Government members did not think so, but Bernard Grech struck the right tone yesterday at the sitting marking 100 years since the first Maltese Parliament convened. Government members expected “kelmtejn tal-okkażjoni”, some bland self-congratulation in a half-hearted circle jerk about the greatness of our democracy.

Right now, our democracy is as far from great as Sunday’s take-away you forgot in the oven.

It was good of the Leader of Opposition to say so. He referred to several examples that are fresh in people’s minds and nothing’s fresher than the fact that Konrad Mizzi has so far avoided responding properly to a summons to appear in front of the Public Accounts Committee. He’s due tomorrow again. He’ll probably show up now the prime minister publicly said he should. Don’t hold your breath for the quality of his responses and the information he volunteers.

We are past the point of being disappointed by our Parliament. Except for the budget speech and perhaps the formal opening right after a general election, what happens in Parliament makes little or no news. Since the debate inside the chamber would sound pedantic, repetitive, immature, and largely pointless if this had been a debating society of anterograde amnesiacs with an acute clinical dysarthria, there is outside Parliament no debate to speak of about matters being discussed within it.

All politics happens on Sunday morning where the prime minister happens to choose as the venue to preach to his congregation. All decision-making happens in government. That includes law-writing which is supposed to be Parliament’s job. Scrutiny of the government is only as effective as the government wants it to be, which is none at all. If Konrad Mizzi doesn’t want to answer Parliament’s questions about his spending as a Minister, he just doesn’t. And then goes on Facebook to say how great he is.

Parliaments are the products of revolutions against tyranny. In the 13th century, English barons forced the king to accept he would not make laws unless by their consent. Since then, whenever the English took up arms against their government it was to reduce its status in relation to the power of Parliament.

When Louis XVI of France dithered at the conditions the “estates” were imposing in exchange for paying his debts they rushed to his tennis court and swore not to leave it until the king recognised them, and not himself, as “the Nation”. For king, read government. For the National Assembly, read Parliament.

There are dozens of examples our Parliament is supposed to emulate. In 1919, six men found themselves in the line of bullets fired by the government on a mob protesting against inflation and unemployment. Malta’s first Parliament in 1921 was granted by the government (the colonial government) in the hope that a more rational and institutional forum could be found for people to express their frustrations and perhaps obtain redress.

Does anyone in this 100-year-old democracy think Parliament is the place where the nation’s concerned can be addressed? Does anyone bother to lobby MPs here, in the way MPs of every other democracy are, to try to persuade them of anything, perhaps how laws should be written and changed, or how political priorities should be reorganised?

No one. The importance of Malta’s Parliament can be measured by the importance Malta’s people give it. Nothing at all. Nothing ever happens there anyway.

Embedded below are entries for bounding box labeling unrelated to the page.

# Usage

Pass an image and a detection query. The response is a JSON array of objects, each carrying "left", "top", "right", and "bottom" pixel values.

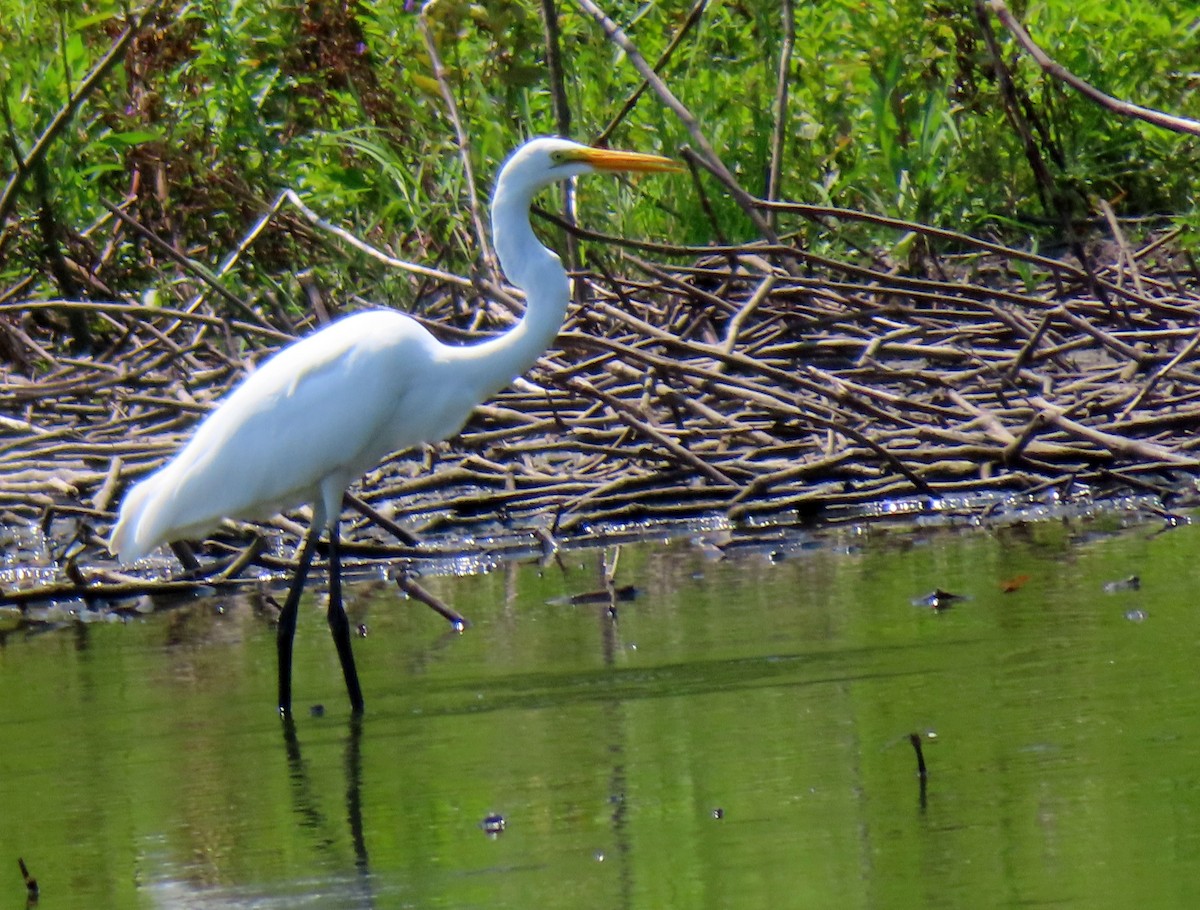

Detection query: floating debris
[
  {"left": 479, "top": 813, "right": 505, "bottom": 837},
  {"left": 1000, "top": 575, "right": 1030, "bottom": 594},
  {"left": 912, "top": 588, "right": 967, "bottom": 610},
  {"left": 1104, "top": 575, "right": 1141, "bottom": 594},
  {"left": 17, "top": 856, "right": 41, "bottom": 904}
]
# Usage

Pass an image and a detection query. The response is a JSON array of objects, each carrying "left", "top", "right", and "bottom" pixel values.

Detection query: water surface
[{"left": 0, "top": 521, "right": 1200, "bottom": 910}]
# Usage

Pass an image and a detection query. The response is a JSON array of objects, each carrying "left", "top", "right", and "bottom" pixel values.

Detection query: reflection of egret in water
[{"left": 282, "top": 714, "right": 374, "bottom": 906}]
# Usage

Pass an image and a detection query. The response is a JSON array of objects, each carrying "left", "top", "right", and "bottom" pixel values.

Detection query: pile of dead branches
[{"left": 0, "top": 204, "right": 1200, "bottom": 590}]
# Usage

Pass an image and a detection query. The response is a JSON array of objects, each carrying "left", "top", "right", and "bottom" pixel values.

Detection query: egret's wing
[{"left": 112, "top": 311, "right": 437, "bottom": 559}]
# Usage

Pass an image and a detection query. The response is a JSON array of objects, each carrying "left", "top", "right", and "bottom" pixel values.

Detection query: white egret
[{"left": 108, "top": 138, "right": 679, "bottom": 716}]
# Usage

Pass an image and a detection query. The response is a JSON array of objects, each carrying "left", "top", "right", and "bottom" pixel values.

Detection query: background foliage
[{"left": 0, "top": 0, "right": 1200, "bottom": 326}]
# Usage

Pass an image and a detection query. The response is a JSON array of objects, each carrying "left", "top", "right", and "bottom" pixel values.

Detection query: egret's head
[{"left": 497, "top": 137, "right": 683, "bottom": 194}]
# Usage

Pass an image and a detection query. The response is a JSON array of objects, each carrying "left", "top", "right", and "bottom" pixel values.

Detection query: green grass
[{"left": 0, "top": 0, "right": 1200, "bottom": 324}]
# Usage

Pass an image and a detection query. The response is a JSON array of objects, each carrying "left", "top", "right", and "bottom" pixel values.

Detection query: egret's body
[{"left": 109, "top": 138, "right": 676, "bottom": 713}]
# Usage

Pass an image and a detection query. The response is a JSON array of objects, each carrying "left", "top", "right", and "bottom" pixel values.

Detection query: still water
[{"left": 7, "top": 519, "right": 1200, "bottom": 910}]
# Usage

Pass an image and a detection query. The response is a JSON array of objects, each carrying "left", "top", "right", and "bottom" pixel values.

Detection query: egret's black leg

If you’re a trade union or an employers’ organisation you’re not going to speak to MPs to convince them to improve labour laws. You’ll speak to the Minister instead. If you’re an environmental lobbyist you’re not going to waste time enlightening MPs about global warming or the conservation of species. You’ll speak to the Minister instead. If you own a farm which the government wants to turn into a road you don’t call your local MP to help you. If they’re an MP from the government-party they’re useless because they won’t take sides against the government that pays their keep. If they’re an MP from the opposition-party they’re useless because what can they do? So, you’ve guessed it, you speak to the Minister.

What that means is that we have regressed to a polity from before Magna Carta, or in our case, before Sette Giugno or even the Priests’ Revolt of 1775.

We have a government without a Parliament. The fancy building in Valletta with the green swivel chairs doesn’t count. That’s a “parliament building” not a Parliament. They have one of those in Tiananmen Square and the Okhotny Ryad Street not far from the Moscow River.

We speak about the erosion of democracy because of free speech conditions in our country, and because of institutional weakness in the face of the infiltration of organised crime. But for there to be erosion of democracy there needs to be democracy in the first place.

When Bernard Grech stood yesterday to call it as it is, the majority of MPs heckled him, called him negative, in the words of Silvio Schembri, accused him of “qażżiżtu ‘l kulħadd bin-negattivita tagħkom”. Then Bernard Grech sat back town as inevitably he had to and our democracy went on as if nothing was ever said about it, as dead as it had been before the Leader of Opposition complained in his “kelmtejn tal-okkażjoni”.